Guest Blogger: Aaron Barnes (Dapper Black Box)
The subscription service business platform is a growing phenomenon. It adheres to the shoppers desire of convenience and cost-efficiency. For the month of April, Magnepels had the pleasure of being one of the featured products with the subscription service, Dapper Black Box (DBB). Hear from DBB's CEO, Aaron Barnes as he breaks down the "Why" inside the box as their company also adheres to some shoppers third desire, consciousness.
The first thing many of us do when we decide to buy black is search for black-owned directories online. Poring over google search engine pages, Facebook groups, Tumblr threads, and the like, you can come across dozens of directories without a lot of overlap.
That’s a big problem. It’s such a big problem that I thought I wanted to fix it at first.
But the more I thought about what I really wanted for a business that I created, Dapper Black Box’s mission emerged. Dapper Black Box (DBB) exists to encourage investment into black-owned businesses (BOBs).
Though business directories certainly do this, I wanted to take a more direct route.
Championing collective energy
One critique I have of black-owned directories was that it they make it difficult for consumers to choose between options. There are few signals to the consumer that any business is better positioned to meet his needs. At the same time, it’s in every independent business’ interest to self-promote, but when everyone is saying, “Look at me! Buy from me!” it’s hard to choose who to buy from. I thought DBB could serve as a third-party entity focused on championing the collective energy that each individual business puts out into the digital marketplace. In other words, DBB says, “Look at all of this amazing work that BOBs are doing in this space!”
Selling an idea
It was when I focused on the idea of encouraging investment into black businesses that creating DBB to be a subscription service began to make sense. Not only are subscription services an easy-to-manage business model for my day-career, but they are also an excellent vehicle for advancing our mission.

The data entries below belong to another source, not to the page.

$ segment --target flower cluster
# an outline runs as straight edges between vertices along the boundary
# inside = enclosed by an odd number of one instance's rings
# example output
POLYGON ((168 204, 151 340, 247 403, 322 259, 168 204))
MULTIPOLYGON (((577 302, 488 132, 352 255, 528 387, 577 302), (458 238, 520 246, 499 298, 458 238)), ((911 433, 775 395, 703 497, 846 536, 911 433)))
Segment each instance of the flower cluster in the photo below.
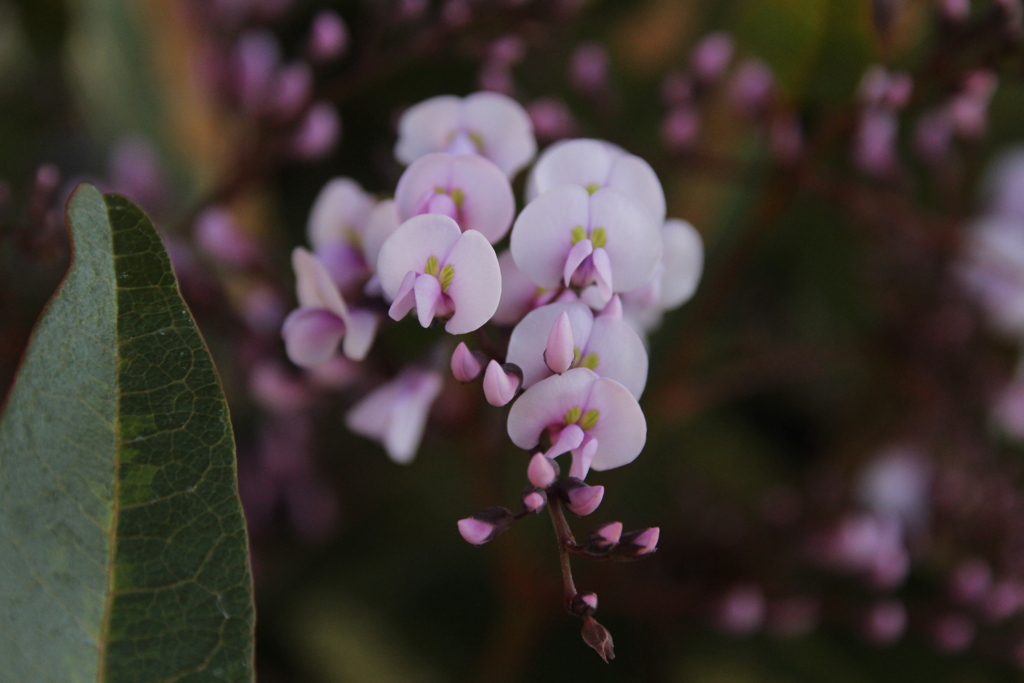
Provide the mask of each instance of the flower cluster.
MULTIPOLYGON (((299 307, 282 335, 292 362, 314 368, 339 350, 363 360, 388 319, 414 314, 422 327, 443 323, 452 335, 489 325, 477 349, 472 338, 454 349, 439 340, 426 354, 433 363, 372 391, 348 413, 348 427, 379 440, 396 462, 411 461, 442 391, 436 359, 450 353, 456 380, 482 380, 488 403, 512 404, 508 436, 532 454, 521 511, 495 507, 463 519, 463 538, 485 543, 547 508, 563 555, 642 557, 655 550, 657 527, 624 533, 613 522, 577 543, 562 505, 594 512, 604 487, 585 483, 590 471, 628 464, 643 449, 644 338, 692 296, 701 239, 685 221, 666 220, 647 162, 599 140, 546 149, 517 216, 510 179, 536 151, 527 112, 501 94, 441 96, 408 109, 395 147, 408 167, 393 198, 378 200, 347 178, 317 198, 312 251, 292 256, 299 307)), ((567 576, 566 606, 595 631, 596 596, 578 593, 567 576)), ((610 636, 598 640, 610 657, 610 636)))

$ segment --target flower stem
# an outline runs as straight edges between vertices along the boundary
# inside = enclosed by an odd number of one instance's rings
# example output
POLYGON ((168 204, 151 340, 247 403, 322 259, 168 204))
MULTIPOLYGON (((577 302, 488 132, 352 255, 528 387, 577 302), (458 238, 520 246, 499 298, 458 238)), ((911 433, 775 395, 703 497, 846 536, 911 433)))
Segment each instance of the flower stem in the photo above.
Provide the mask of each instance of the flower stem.
POLYGON ((548 512, 551 513, 551 522, 555 526, 555 536, 558 538, 558 559, 562 564, 562 586, 565 591, 565 605, 568 608, 576 597, 576 584, 572 580, 572 566, 569 564, 569 548, 576 545, 576 539, 573 538, 572 529, 565 521, 562 505, 556 496, 548 498, 548 512))

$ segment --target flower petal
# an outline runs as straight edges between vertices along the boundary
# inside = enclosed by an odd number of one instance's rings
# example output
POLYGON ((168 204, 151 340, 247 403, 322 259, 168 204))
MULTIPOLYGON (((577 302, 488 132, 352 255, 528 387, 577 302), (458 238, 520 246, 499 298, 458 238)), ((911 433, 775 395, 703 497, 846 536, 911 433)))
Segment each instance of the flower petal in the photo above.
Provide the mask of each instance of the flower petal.
POLYGON ((463 100, 462 121, 470 133, 483 140, 483 156, 510 178, 537 153, 530 115, 511 97, 474 93, 463 100))
POLYGON ((629 389, 600 377, 594 382, 586 409, 600 413, 597 423, 587 431, 598 440, 592 467, 602 472, 636 460, 647 441, 647 420, 629 389))
POLYGON ((512 227, 516 267, 541 287, 557 287, 572 248, 572 229, 587 227, 590 195, 578 185, 549 190, 526 205, 512 227))
POLYGON ((425 154, 445 148, 459 127, 462 100, 454 95, 439 95, 409 107, 398 121, 395 157, 411 164, 425 154))
POLYGON ((577 348, 584 348, 592 334, 594 315, 586 304, 554 303, 530 311, 512 330, 508 341, 506 362, 515 363, 523 371, 523 388, 531 386, 550 376, 551 370, 544 362, 544 348, 548 335, 562 313, 569 316, 569 327, 576 340, 577 348))
POLYGON ((572 245, 569 255, 565 257, 565 267, 562 268, 562 283, 568 287, 572 281, 572 275, 580 264, 587 260, 587 257, 594 253, 594 243, 588 239, 582 239, 572 245))
POLYGON ((349 311, 345 324, 347 331, 341 349, 349 360, 363 360, 370 352, 373 340, 377 336, 380 316, 370 311, 354 308, 349 311))
POLYGON ((584 357, 594 354, 597 366, 591 369, 623 385, 639 400, 647 384, 647 350, 629 323, 622 318, 598 316, 580 353, 584 357))
POLYGON ((416 286, 416 280, 418 279, 419 275, 413 270, 410 270, 402 278, 402 284, 395 294, 395 300, 391 302, 391 308, 388 309, 388 315, 391 316, 392 320, 401 320, 409 315, 409 311, 416 307, 416 292, 413 291, 413 288, 416 286))
POLYGON ((377 204, 367 217, 366 228, 363 231, 363 258, 374 273, 377 272, 377 257, 380 256, 381 245, 401 224, 402 222, 398 220, 398 207, 391 199, 377 204))
POLYGON ((628 292, 651 279, 661 259, 661 233, 636 202, 613 188, 598 190, 590 198, 590 227, 607 233, 604 250, 615 275, 614 291, 628 292))
POLYGON ((692 225, 678 218, 665 221, 661 241, 664 247, 661 262, 665 270, 659 304, 668 310, 689 301, 697 290, 704 270, 704 243, 692 225))
POLYGON ((319 249, 331 242, 350 239, 348 231, 361 236, 374 204, 373 197, 351 178, 331 179, 320 190, 309 212, 306 223, 309 243, 319 249))
MULTIPOLYGON (((508 435, 512 443, 526 449, 536 446, 548 426, 561 424, 571 408, 584 405, 597 381, 597 375, 590 370, 575 368, 561 375, 552 375, 527 389, 512 404, 508 414, 508 435)), ((626 395, 633 401, 628 391, 626 395)))
POLYGON ((405 377, 404 384, 404 400, 396 404, 384 433, 384 449, 400 465, 416 457, 430 407, 441 393, 444 382, 436 372, 415 371, 405 377))
POLYGON ((329 361, 344 335, 344 321, 323 308, 296 309, 281 328, 289 360, 302 368, 329 361))
POLYGON ((665 221, 665 191, 658 174, 640 157, 632 154, 616 157, 605 184, 629 195, 651 215, 655 224, 665 221))
POLYGON ((388 300, 398 294, 406 273, 422 273, 431 256, 443 262, 461 235, 448 216, 423 214, 402 223, 381 245, 377 257, 377 276, 388 300))
POLYGON ((450 187, 462 191, 459 225, 464 231, 478 230, 491 244, 508 234, 516 199, 500 168, 483 157, 457 156, 452 161, 450 187))
POLYGON ((433 275, 417 275, 412 291, 416 297, 416 315, 420 325, 430 327, 440 308, 441 283, 433 275))
POLYGON ((624 152, 603 140, 565 140, 551 145, 537 159, 526 186, 526 201, 533 201, 559 185, 604 187, 615 153, 624 152))
POLYGON ((455 313, 445 325, 449 334, 465 334, 481 327, 498 309, 501 298, 501 268, 487 238, 476 230, 462 233, 444 259, 454 269, 445 292, 455 313))
POLYGON ((348 307, 341 298, 338 285, 320 260, 302 247, 292 251, 295 270, 295 290, 302 308, 326 308, 342 320, 348 317, 348 307))
POLYGON ((501 268, 501 298, 491 322, 515 325, 534 307, 537 285, 516 267, 511 251, 498 254, 498 266, 501 268))

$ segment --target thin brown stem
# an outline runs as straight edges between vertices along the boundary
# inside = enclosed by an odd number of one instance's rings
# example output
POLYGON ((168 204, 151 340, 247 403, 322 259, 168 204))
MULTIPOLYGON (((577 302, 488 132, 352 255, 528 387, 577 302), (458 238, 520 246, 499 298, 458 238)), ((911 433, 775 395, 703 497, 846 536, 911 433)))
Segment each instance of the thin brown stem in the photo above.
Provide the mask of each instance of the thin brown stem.
POLYGON ((555 536, 558 538, 558 559, 562 565, 562 586, 568 607, 576 597, 576 584, 572 580, 572 566, 569 563, 569 548, 576 545, 576 539, 573 538, 569 523, 565 521, 562 505, 556 496, 548 497, 548 512, 551 513, 551 523, 555 526, 555 536))

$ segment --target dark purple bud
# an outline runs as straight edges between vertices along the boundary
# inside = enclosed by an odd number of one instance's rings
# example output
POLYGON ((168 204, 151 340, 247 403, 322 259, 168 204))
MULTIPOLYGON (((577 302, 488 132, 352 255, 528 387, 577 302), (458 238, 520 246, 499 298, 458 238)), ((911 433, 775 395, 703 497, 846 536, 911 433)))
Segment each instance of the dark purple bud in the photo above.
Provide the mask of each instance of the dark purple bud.
POLYGON ((441 7, 441 20, 451 28, 460 28, 473 18, 469 0, 447 0, 441 7))
POLYGON ((533 132, 541 140, 560 140, 576 133, 576 119, 562 100, 542 97, 534 100, 526 110, 533 122, 533 132))
POLYGON ((669 107, 678 107, 693 101, 693 79, 673 71, 661 81, 661 97, 669 107))
POLYGON ((736 44, 728 33, 709 34, 693 48, 690 56, 693 73, 704 83, 714 83, 729 68, 735 49, 736 44))
POLYGON ((615 659, 615 644, 612 642, 612 634, 597 623, 594 617, 583 617, 583 642, 594 648, 605 663, 615 659))
MULTIPOLYGON (((578 617, 589 617, 597 611, 597 593, 577 593, 569 603, 569 611, 578 617)), ((596 648, 595 648, 596 649, 596 648)))
POLYGON ((935 647, 945 654, 959 654, 974 642, 974 622, 963 614, 947 614, 932 625, 935 647))
POLYGON ((291 121, 309 102, 313 92, 313 72, 305 62, 293 62, 281 69, 274 82, 274 113, 291 121))
POLYGON ((940 0, 939 14, 954 24, 967 19, 971 13, 971 0, 940 0))
POLYGON ((949 578, 949 596, 962 605, 977 603, 992 585, 992 569, 980 557, 964 560, 949 578))
POLYGON ((722 631, 744 636, 761 628, 765 617, 764 593, 759 586, 734 586, 722 596, 715 610, 715 623, 722 631))
POLYGON ((235 86, 243 109, 256 112, 264 108, 280 59, 277 40, 269 31, 248 31, 239 39, 235 47, 235 86))
POLYGON ((587 535, 587 545, 608 549, 622 538, 622 522, 611 522, 596 527, 587 535))
POLYGON ((530 512, 541 512, 548 504, 548 494, 529 488, 523 493, 523 507, 530 512))
POLYGON ((125 138, 110 154, 111 190, 131 199, 151 215, 167 203, 167 179, 156 149, 145 138, 125 138))
POLYGON ((732 105, 745 116, 756 117, 767 109, 775 93, 775 77, 759 59, 744 60, 729 84, 732 105))
POLYGON ((661 139, 673 151, 685 151, 694 146, 700 134, 700 113, 696 107, 683 105, 668 113, 661 124, 661 139))
POLYGON ((193 230, 196 245, 210 258, 231 266, 248 266, 260 260, 256 241, 223 206, 212 206, 199 214, 193 230))
POLYGON ((522 36, 509 34, 491 43, 490 58, 496 64, 511 66, 523 61, 526 56, 526 42, 522 36))

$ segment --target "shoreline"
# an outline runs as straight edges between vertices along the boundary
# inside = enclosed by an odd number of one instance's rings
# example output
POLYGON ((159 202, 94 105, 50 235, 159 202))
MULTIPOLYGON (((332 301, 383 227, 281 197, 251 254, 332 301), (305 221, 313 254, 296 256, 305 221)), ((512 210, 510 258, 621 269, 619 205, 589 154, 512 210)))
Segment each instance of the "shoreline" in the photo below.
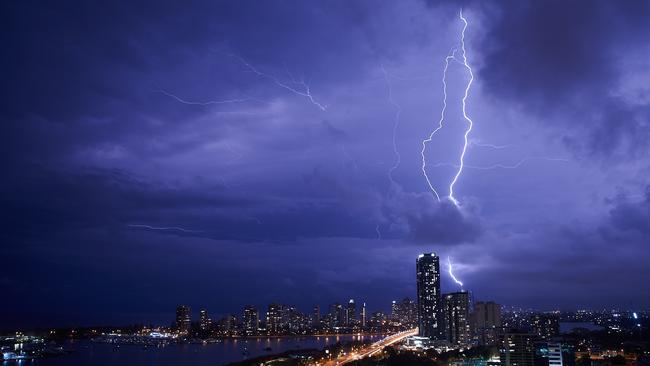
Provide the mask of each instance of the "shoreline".
POLYGON ((385 336, 391 334, 387 333, 333 333, 333 334, 292 334, 292 335, 259 335, 259 336, 234 336, 234 337, 217 337, 218 339, 276 339, 276 338, 320 338, 320 337, 372 337, 372 336, 385 336))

Again, DBB exists to encourage investment. Using a subscription business model allows us to encourage consistent investment by recycling the recurring payments back into black-owned businesses. We go beyond pointing to worthy BOBs and make it easy to support them by curating 4-5 items from different brands each month.
Continuing to meet our audience’s needs
Now that we’ve sent over 2,500 subscriptions in less than 2 years, I’m convinced that we’re beginning to meet a need in the market. Our goals over the next phase of DBB’s growth are to continue to meet our target audience’s needs by expanding what it means to be dapper and celebrating blackness more generally.
We’re addressing the first need by connecting BOBs that don’t clearly fit a traditional “dapper” definition with our partner, Impact Service Promotions (sp?). ISP is a BOB within my family in-law that helps supply businesses with thousands of promotional materials. We have partnered with ISP to supply developing BOBs with promotional materials that can help get the word out about their businesses.
I’m especially excited about how we’re addressing the second need. DBB subscribers/followers know that we name each month’s curation after an influential black man (e.g., March’s DBB was named in honor of Clarence Avant). Up until the middle of 2016, we did not provide much information about the DBB namesake. Now, however, we’re digitally chronicling information about each DBB namesake through our YouTube series, “The Bigger Picture.”